Man... that pic is a classic. That one and "The Last Supper" are the two that really blow my mind.


----------



## mizenkay (Dec 29, 2003)

by shabadoo. a legendary photoshop from the "art archives".


----------



## thekid (Apr 3, 2003)

Can Sweetney stay with JO? Any major problems with Jackson being one of the bigger SG's at 6'8?


----------



## King Joseus (May 26, 2003)

I'll be at that game tomorrow/later tonight, I sure hope we win. And, if nothing else, I at least get a Kirk Hinrich Jack-in-the-box and that's what it's all about, isn't it? ha. in any case, I'm picking the bulls to win this one...

Bulls 96
Pacers 90


----------



## Pippenatorade (Dec 29, 2005)

Loss


----------



## Pippenatorade (Dec 29, 2005)

And now the starting lineup for YOUR Chicago Bulls!

At forward from Duke, 6'8", Luooooool Deng!!!!
A 6'9" forward from Texas-El Paso

(Record screeches)!!!!

Oops.


----------



## RoRo (Aug 21, 2002)

we get to be the second team on a back-to-back for the pacers, so i like our chances. JO vs Sweets is pretty scary, we need to send help in the paint and hope Indy doesn't make their jumpers.


----------



## mizenkay (Dec 29, 2003)

wiz victory over the pacers last night puts them in the eighth seed.



pacers have my current favorite non jib guy in stephen jackson. hope he doesn't go off on us tonight.



thinking ben plays inspired, you wanna trade _me_? type ball tonight. blood on the horns, ben, blood on the horns!

bulls win.

94-90


----------



## narek (Jul 29, 2005)

The Northwest Herald had an interesting story on Artest and his years as a Bull:

http://www.nwherald.com/SportsSection/pro/350193498384345.php



> "We thought he'd become a very good NBA player," recalled Bulls owner Jerry Reinsdorf. "We thought he was the best player available at that spot, and he has been a very good player."
> 
> Reinsdorf said there were no red flags when the Bulls brought Artest into the organization.
> 
> ...


----------



## ScottMay (Jun 15, 2002)

The ongoing revisionism of the Rodman Era just slays me.



Jerry Reinsdorf said:


> "Dennis was a very well-disciplined player in practice. Dennis was goofy, but never really a problem."

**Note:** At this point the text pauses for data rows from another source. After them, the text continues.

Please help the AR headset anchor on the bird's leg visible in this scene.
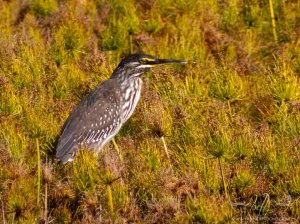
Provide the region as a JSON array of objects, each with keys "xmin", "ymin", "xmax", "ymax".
[
  {"xmin": 112, "ymin": 138, "xmax": 123, "ymax": 162},
  {"xmin": 160, "ymin": 136, "xmax": 170, "ymax": 160}
]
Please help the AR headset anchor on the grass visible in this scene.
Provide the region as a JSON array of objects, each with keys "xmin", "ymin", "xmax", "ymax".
[{"xmin": 0, "ymin": 0, "xmax": 300, "ymax": 223}]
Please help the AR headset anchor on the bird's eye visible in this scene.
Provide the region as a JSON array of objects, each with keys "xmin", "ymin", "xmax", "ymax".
[
  {"xmin": 140, "ymin": 58, "xmax": 147, "ymax": 64},
  {"xmin": 140, "ymin": 58, "xmax": 155, "ymax": 64}
]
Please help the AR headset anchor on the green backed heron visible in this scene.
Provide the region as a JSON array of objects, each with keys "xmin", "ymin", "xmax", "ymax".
[{"xmin": 56, "ymin": 54, "xmax": 186, "ymax": 164}]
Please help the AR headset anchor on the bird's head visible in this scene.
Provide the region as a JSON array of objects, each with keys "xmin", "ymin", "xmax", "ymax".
[{"xmin": 113, "ymin": 54, "xmax": 186, "ymax": 77}]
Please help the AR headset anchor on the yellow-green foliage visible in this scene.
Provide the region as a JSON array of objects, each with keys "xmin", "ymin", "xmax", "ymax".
[{"xmin": 0, "ymin": 0, "xmax": 300, "ymax": 223}]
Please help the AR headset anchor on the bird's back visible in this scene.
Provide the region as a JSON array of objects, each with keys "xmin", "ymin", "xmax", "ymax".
[{"xmin": 56, "ymin": 79, "xmax": 122, "ymax": 163}]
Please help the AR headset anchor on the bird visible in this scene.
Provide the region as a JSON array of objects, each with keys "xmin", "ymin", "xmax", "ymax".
[{"xmin": 55, "ymin": 54, "xmax": 186, "ymax": 164}]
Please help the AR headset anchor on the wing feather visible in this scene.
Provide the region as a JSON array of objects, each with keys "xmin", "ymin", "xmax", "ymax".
[{"xmin": 56, "ymin": 79, "xmax": 121, "ymax": 163}]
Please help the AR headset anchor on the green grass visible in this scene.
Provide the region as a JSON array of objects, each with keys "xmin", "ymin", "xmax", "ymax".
[{"xmin": 0, "ymin": 0, "xmax": 300, "ymax": 223}]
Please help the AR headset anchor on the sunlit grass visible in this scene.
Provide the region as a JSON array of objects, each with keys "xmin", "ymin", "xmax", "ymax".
[{"xmin": 0, "ymin": 0, "xmax": 300, "ymax": 223}]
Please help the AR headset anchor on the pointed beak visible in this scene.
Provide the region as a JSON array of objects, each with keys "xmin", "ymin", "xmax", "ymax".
[{"xmin": 155, "ymin": 59, "xmax": 187, "ymax": 65}]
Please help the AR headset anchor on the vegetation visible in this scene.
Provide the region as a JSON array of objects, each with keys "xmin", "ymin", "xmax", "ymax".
[{"xmin": 0, "ymin": 0, "xmax": 300, "ymax": 223}]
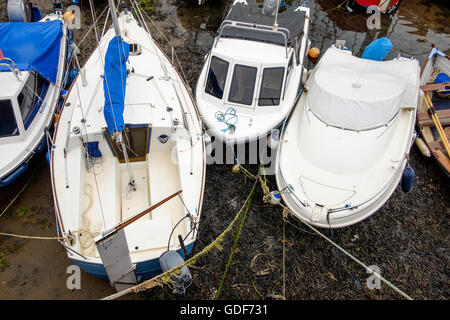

Yeah, it wasn't a problem when Rodman kicked a cameraman in the squirrel's purse, drawing a ten-game suspension. All of the other suspensions and ejections and technicals weren't a problem either, right? The drama of the 1997 and 1998 playoffs -- no worries, piece of cake.

Please. Give me a break.

And there were also plenty of red flags with Artest -- problems with fights in HS games, disciplinary problems at St. John's, etc. In fact, I am pretty confident the current GM would have shied away from picking a guy like Artest (which isn't necessarily a criticism, after all, plenty of GMs did the same thing on draft day).


----------



## Pippenatorade (Dec 29, 2005)

ScottMay said:


> The ongoing revisionism of the Rodman Era just slays me.
> 
> 
> 
> ...


Scott I will not say they were not a problem, but I will say they were a problem and for not only the players but the coaches and GM to still have a winning concept, in fact a dominating 3-time World Championship concept built around Dennis (in-part), is an achievement. They went outside the box. Krause saw a troubled wanton commodity floating out there at a price way below his actual playing value (Will Perdue).

I use APV as what is actually left when you get past all the off the court crap and on court flashiness and see what is actually there in terms of production; for example Eddy Curry's APV is much lower than his commodity value since he's not dead yet. APV can work negatively too. For example, Shawn Kemp's APV was much lower than his perceived commodity value at the time at which he was almost traded for PIPPEN. Tyson Chandler can thank AD and Eddy for a perceived commodity value much much higher than his APV. PCV can be influenced by things such as potential in a high school player, size (See Sam Bowie; size gives you a higher PCV because it is something that can be quantified; lack of height for example gave Elton Brand a lower PCV than his APV, as if he was 6'11" his PCV would have always been somewhere around what Amare's is), misconceptions created by the media (Kobe is a lockdown perrenial all league defender), and a whole host of other things like coming from a winning program (Trajan Langdon for example never should have been drafted), being a decorated college player (Danny Manning).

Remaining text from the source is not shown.